In order to create a worker one should simply have to inherit from a BaseConsumer class and override the "consume" method to do its tasks when a message is received. Done. Cool :)
Given this simple architecture what are the benefits? Lets see:
scaling: I simply have to add more workers in the same or different machines and the calculating power will increase accordingly
flexibility: if a new task is required I have to create a new scheduled job and its consumer (even in a different language or platform) and maybe a new message type (messages are simple JSON described objects); after all is tested I have to update the scheduler and add a new worker either by updating a running worker or adding a new one without affecting the whole system; yes it can be done while the system is crunching its task and yes, obviously without affecting the web site(s)

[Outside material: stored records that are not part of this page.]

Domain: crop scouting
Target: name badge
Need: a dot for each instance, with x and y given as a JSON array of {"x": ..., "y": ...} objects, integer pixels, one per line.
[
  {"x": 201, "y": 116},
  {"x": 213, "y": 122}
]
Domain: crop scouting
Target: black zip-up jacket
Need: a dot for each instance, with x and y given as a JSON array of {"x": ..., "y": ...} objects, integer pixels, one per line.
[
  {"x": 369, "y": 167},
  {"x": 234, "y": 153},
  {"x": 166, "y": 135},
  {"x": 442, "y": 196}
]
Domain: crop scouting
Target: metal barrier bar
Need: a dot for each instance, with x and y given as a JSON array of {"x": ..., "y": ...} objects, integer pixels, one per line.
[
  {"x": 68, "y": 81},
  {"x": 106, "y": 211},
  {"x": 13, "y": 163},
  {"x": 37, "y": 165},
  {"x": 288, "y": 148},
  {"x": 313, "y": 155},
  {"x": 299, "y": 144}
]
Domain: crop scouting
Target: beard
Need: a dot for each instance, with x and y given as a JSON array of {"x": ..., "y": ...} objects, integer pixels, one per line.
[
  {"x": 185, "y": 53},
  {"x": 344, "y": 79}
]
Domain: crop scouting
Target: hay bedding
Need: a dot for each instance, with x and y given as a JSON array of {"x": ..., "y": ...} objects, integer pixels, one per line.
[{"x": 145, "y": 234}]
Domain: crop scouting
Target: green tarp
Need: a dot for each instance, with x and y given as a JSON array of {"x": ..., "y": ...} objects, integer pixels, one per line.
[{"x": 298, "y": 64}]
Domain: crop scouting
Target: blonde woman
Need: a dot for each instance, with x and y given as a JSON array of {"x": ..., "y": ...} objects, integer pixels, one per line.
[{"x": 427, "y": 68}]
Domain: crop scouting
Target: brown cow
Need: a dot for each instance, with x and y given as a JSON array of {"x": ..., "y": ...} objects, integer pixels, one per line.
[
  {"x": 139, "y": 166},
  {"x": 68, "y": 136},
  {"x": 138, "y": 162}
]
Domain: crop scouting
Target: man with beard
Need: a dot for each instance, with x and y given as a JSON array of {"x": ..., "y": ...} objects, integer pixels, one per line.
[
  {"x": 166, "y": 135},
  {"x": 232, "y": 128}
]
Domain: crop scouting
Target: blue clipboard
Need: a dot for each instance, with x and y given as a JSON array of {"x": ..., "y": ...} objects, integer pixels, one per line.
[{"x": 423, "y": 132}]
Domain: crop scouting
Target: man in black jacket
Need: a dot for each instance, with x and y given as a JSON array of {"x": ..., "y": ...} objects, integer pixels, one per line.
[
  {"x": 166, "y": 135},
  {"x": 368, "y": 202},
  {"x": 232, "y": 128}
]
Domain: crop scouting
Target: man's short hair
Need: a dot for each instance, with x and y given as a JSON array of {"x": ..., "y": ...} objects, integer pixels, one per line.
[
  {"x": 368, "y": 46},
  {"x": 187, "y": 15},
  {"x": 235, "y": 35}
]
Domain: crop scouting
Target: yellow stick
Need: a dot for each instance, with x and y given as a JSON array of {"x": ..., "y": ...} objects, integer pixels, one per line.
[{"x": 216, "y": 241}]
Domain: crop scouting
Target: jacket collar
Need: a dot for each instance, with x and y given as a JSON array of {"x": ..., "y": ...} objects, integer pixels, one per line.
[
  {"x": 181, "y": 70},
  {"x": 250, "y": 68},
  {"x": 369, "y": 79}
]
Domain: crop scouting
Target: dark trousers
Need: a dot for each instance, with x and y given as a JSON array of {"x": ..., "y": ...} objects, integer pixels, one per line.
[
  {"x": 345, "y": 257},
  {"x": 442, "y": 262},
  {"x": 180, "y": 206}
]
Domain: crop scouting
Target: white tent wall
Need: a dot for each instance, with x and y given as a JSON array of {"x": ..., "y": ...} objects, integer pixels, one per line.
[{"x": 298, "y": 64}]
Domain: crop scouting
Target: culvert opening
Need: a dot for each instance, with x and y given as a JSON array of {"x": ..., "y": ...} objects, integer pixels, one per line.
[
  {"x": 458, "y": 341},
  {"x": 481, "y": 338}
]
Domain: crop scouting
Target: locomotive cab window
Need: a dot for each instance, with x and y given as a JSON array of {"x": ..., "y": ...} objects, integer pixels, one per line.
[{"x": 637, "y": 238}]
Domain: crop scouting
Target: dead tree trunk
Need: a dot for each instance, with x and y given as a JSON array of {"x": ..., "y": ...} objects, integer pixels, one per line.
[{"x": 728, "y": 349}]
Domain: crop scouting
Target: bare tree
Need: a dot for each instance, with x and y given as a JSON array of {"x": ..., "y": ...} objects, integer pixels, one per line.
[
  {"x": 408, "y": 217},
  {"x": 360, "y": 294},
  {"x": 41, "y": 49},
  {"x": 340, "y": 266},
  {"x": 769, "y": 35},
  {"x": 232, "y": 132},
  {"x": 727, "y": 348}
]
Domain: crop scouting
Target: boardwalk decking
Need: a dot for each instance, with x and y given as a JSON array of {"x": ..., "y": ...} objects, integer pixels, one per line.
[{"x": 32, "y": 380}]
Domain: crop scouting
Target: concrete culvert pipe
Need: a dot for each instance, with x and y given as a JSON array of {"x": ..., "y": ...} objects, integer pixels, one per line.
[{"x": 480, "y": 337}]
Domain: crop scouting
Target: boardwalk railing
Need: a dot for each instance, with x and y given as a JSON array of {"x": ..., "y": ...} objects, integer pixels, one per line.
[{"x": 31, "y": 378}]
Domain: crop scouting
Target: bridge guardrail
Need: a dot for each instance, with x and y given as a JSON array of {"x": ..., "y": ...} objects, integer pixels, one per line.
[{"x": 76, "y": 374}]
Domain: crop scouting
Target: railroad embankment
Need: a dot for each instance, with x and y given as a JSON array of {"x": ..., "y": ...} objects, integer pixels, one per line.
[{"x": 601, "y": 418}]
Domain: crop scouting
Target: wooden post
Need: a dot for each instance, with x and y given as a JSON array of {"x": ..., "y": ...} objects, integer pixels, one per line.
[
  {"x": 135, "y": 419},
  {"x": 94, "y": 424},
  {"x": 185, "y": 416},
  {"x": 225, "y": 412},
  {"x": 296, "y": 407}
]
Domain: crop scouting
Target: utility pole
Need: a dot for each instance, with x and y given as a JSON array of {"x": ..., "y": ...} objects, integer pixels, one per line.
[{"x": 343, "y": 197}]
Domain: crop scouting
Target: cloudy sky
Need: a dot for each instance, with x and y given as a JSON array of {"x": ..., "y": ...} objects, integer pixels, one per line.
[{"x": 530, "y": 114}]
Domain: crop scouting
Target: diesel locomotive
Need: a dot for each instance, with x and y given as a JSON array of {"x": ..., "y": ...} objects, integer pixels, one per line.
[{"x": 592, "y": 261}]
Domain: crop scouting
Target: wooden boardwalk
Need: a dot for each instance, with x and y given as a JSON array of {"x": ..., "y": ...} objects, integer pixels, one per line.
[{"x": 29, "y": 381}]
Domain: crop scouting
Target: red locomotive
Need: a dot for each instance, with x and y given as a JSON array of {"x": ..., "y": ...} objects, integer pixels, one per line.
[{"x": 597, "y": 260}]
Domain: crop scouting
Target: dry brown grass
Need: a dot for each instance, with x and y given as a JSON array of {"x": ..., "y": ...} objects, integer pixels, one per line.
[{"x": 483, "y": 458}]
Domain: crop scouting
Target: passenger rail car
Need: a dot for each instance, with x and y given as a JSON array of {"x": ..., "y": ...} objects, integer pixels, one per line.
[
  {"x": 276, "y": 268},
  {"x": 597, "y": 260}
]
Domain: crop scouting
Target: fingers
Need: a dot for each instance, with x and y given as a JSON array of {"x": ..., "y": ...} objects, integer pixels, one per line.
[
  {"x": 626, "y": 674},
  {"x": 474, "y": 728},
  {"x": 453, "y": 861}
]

cost effective: if we have a lot of task to complete at a certain hour in the day I could simply turn on a couple of more machines when I need it and turn those off when the whole work is completed; if you have ever used the Amazon AWS infrastructure you understand of much one can save using this approach
testing: having everything well separated I can test each block individually instead of having a code blob that is barely manageable
With this short post I hope to increase interest in this simple way of doing distribuited computing using a message broker and a simple but well architected system.